Il s’inclina, jeta un horrible regard de connivence à Richard, et s’en fut.
— Continue… dit Rahl à son prisonnier.
Le moment de mourir était venu.
— Non ! Et vous ne réussirez pas à m’y forcer. J’accueille avec soulagement la douleur et la mort.
Avant que l’Agiel ne s’abatte sur la tête du prisonnier, les yeux de Rahl se rivèrent sur Denna, qui lâcha aussitôt les cheveux de Richard.
Un des gardes approcha, la saisit à la gorge et serra jusqu’à ce qu’elle puisse à peine respirer.
— Petite chienne, tu m’as dit qu’il était brisé…
— C’est la vérité, parvint à souffler la Mord-Sith. Je le jure !
— Tu me déçois beaucoup, Denna…
Quand l’homme la souleva de terre, Richard entendit sa maîtresse gémir de douleur. Le pouvoir redevint un torrent de lave qui coulait dans ses veines. Denna souffrait ! En un éclair, il se releva, ses forces décuplées par la magie.
Il passa un bras autour du cou de l’homme, prenant appui sur son épaule. Saisissant la tête de sa victime de sa main libre, il lui imprima une violente torsion. La nuque brisée, le soldat s’écroula sans un cri.

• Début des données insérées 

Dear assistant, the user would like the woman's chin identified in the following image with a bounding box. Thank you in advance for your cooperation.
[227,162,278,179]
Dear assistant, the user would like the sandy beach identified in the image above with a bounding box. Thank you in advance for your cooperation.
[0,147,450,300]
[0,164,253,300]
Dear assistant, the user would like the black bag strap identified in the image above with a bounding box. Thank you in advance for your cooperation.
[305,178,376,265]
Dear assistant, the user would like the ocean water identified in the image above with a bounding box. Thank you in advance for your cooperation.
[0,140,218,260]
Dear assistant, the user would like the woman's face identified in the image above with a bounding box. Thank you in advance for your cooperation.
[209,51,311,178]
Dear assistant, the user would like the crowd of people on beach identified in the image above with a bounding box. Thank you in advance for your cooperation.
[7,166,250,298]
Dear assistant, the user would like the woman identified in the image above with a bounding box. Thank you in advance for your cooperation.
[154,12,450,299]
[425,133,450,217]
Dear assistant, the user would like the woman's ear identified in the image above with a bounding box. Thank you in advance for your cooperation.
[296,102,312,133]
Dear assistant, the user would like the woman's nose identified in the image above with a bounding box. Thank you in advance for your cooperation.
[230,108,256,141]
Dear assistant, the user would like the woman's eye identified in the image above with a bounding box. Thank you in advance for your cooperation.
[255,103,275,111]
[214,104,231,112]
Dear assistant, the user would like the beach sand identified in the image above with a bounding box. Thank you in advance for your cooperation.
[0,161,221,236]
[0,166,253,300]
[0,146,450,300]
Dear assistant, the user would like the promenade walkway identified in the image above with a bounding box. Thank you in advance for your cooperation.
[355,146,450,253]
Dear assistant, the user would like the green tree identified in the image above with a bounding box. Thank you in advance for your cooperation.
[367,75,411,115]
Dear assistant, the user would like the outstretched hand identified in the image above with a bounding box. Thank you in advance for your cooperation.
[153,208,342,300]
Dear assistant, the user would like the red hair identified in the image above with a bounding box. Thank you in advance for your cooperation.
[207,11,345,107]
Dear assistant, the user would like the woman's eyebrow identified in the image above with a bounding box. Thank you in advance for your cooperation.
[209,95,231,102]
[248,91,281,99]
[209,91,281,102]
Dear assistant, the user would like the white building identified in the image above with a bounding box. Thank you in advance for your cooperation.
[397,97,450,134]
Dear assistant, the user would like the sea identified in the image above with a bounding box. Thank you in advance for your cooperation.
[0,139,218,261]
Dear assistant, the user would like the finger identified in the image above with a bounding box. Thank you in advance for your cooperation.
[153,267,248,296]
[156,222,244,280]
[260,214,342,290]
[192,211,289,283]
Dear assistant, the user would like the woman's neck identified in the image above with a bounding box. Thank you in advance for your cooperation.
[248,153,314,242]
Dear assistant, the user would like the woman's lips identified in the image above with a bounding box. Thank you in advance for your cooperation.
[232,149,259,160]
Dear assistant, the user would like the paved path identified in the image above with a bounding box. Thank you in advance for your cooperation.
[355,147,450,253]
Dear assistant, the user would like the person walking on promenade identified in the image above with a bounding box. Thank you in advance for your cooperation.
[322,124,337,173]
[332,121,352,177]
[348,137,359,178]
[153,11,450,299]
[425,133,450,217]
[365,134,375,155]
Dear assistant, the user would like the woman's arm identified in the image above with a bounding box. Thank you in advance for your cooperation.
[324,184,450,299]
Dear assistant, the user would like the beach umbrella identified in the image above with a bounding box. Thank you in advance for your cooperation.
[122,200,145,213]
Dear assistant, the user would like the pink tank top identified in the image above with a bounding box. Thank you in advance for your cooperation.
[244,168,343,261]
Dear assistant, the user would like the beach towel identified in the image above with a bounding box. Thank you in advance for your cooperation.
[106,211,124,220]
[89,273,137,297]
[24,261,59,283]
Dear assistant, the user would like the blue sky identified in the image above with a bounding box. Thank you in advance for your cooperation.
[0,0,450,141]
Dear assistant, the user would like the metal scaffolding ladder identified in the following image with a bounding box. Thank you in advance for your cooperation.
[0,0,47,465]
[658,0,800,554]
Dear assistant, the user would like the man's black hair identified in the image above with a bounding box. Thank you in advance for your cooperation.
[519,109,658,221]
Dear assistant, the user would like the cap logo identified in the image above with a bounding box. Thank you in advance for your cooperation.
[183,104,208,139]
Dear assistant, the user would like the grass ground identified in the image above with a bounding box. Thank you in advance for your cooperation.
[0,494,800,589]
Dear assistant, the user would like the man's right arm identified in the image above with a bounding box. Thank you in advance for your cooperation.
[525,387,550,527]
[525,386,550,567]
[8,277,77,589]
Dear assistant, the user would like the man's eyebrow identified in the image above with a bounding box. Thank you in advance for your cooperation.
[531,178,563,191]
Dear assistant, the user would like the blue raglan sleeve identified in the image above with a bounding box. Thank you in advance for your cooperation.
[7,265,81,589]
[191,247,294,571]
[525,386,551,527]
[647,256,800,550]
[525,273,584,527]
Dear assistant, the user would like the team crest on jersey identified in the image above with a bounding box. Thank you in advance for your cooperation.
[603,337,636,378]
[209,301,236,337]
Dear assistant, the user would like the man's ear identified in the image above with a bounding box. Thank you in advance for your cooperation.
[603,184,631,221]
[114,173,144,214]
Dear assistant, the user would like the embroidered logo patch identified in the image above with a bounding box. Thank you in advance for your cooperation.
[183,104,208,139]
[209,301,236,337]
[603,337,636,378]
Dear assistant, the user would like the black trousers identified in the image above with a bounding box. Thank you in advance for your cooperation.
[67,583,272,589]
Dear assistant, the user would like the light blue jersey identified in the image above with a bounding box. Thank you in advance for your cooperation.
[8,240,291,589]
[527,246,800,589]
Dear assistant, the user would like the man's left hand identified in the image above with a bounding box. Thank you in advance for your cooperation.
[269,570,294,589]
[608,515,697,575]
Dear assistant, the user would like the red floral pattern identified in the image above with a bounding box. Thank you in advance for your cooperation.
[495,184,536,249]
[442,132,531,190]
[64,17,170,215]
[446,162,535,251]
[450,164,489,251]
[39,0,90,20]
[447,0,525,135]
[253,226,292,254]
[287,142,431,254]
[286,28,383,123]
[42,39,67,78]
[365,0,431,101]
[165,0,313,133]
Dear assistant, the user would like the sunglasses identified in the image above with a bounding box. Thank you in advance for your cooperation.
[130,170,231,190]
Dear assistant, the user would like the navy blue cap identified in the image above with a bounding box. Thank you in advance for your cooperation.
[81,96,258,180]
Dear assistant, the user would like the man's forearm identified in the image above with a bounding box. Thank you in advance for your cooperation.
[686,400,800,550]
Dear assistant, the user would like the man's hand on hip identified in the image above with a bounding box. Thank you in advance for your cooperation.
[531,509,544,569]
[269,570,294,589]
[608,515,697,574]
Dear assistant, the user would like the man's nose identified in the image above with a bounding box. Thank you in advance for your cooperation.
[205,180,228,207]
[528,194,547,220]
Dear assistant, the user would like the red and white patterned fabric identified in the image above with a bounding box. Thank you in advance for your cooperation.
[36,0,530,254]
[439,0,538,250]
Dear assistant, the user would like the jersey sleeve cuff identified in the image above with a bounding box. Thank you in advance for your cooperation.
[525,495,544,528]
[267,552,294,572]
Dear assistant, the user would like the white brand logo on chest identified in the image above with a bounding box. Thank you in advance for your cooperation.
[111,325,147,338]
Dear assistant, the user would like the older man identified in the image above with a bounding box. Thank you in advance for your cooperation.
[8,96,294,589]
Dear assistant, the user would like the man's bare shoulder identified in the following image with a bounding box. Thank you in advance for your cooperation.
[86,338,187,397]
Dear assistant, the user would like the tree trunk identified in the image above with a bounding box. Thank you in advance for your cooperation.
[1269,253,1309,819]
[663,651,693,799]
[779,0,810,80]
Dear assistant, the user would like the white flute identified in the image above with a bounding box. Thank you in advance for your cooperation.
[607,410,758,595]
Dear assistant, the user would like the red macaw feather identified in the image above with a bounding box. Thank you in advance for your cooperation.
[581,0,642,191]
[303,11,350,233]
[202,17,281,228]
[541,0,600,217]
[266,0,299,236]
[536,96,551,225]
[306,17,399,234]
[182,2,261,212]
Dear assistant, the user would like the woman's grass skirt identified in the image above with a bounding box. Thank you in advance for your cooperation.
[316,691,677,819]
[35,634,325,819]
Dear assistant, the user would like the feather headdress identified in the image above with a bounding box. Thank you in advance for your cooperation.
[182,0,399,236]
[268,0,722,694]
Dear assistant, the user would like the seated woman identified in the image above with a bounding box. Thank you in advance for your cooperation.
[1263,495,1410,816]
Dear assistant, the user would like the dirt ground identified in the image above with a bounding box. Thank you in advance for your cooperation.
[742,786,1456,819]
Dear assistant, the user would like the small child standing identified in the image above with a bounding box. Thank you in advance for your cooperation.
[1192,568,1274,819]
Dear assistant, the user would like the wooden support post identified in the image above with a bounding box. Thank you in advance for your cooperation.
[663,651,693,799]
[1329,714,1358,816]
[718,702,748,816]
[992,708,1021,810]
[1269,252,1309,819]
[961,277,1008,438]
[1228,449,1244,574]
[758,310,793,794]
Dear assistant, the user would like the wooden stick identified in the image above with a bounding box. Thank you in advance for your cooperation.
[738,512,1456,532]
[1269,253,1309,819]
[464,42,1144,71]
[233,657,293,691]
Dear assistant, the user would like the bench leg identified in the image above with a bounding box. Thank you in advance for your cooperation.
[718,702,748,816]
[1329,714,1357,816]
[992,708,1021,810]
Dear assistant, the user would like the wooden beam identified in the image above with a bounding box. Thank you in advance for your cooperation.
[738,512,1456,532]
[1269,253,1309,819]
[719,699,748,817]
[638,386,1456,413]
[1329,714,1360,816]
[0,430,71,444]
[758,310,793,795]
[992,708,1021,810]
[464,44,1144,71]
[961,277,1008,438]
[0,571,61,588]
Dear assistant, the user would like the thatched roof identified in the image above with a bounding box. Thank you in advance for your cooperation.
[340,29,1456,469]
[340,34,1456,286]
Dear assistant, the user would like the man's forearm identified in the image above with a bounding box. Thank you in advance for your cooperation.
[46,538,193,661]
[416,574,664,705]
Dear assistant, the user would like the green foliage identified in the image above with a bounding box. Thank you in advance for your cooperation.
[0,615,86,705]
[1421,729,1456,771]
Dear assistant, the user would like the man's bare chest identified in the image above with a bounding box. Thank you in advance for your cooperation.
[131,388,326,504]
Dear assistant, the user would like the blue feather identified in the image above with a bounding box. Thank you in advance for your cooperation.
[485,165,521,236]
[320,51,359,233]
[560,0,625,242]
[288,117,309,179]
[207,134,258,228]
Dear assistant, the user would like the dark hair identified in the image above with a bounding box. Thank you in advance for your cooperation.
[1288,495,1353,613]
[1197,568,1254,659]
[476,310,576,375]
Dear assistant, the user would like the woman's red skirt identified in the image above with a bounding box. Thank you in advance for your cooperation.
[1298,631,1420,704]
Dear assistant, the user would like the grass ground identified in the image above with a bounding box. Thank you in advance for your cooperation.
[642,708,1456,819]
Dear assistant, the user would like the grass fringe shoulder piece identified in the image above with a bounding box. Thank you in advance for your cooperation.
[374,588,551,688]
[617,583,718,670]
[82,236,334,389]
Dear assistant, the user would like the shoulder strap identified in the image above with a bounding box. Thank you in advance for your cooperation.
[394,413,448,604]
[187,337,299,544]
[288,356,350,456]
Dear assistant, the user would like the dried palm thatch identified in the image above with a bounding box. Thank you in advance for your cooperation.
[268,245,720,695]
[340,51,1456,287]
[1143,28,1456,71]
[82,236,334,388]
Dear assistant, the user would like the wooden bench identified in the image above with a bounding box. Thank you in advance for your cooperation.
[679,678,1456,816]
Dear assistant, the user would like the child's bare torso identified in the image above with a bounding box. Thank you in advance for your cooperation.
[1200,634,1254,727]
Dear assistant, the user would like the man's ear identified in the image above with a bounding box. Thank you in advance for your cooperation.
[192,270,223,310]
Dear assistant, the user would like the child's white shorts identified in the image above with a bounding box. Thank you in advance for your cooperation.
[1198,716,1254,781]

Richard se retourna. L’autre garde était déjà sur lui, un bras tendu pour le prendre à la gorge. Le jeune homme lui saisit le poignet au vol et se servit de son élan pour l’embrocher sur le couteau qu’il venait de dégainer. Remontant sa main, il déchira les chairs jusqu’à atteindre le cœur de son adversaire, qui s’effondra aussi, ses entrailles répandues sur le sol.
Le souffle coupé par le pouvoir, Richard constata que tout était blanc dans son champ de vision. La chaleur insoutenable de sa magie !
Denna avait porté les mains à sa gorge, comme si elle tentait d’en arracher la souffrance.
Impassible, le regard rivé sur Richard, Darken Rahl s’humecta le bout des doigts.
Denna activa la douleur magique, forçant Richard à tomber à genoux, les mains sur le ventre.
— Maître Rahl, croassa la Mord-Sith, confiez-le-moi pour la nuit. Au matin, je vous le jure, il fera tout ce que vous voudrez, s’il est encore vivant… Donnez- moi une chance de me racheter !
— Non, répondit Rahl, pensif, avec un geste nonchalant de la main. Toutes mes excuses, petite chienne. Tu n’es pas responsable. J’ignorais à quoi nous avions affaire. Libère-le de la douleur.
Richard se releva. Dans sa tête, le brouillard s’était dissipé, lui laissant le sentiment de s’éveiller d’un rêve pour tomber dans un cauchemar. Sa fierté et son respect étaient sortis de la pièce secrète, et il ne les y enfermerait plus. Il mourrait entier, avec sa dignité et toute sa conscience. Et même s’il contenait sa colère, des flammes dansaient dans ses yeux.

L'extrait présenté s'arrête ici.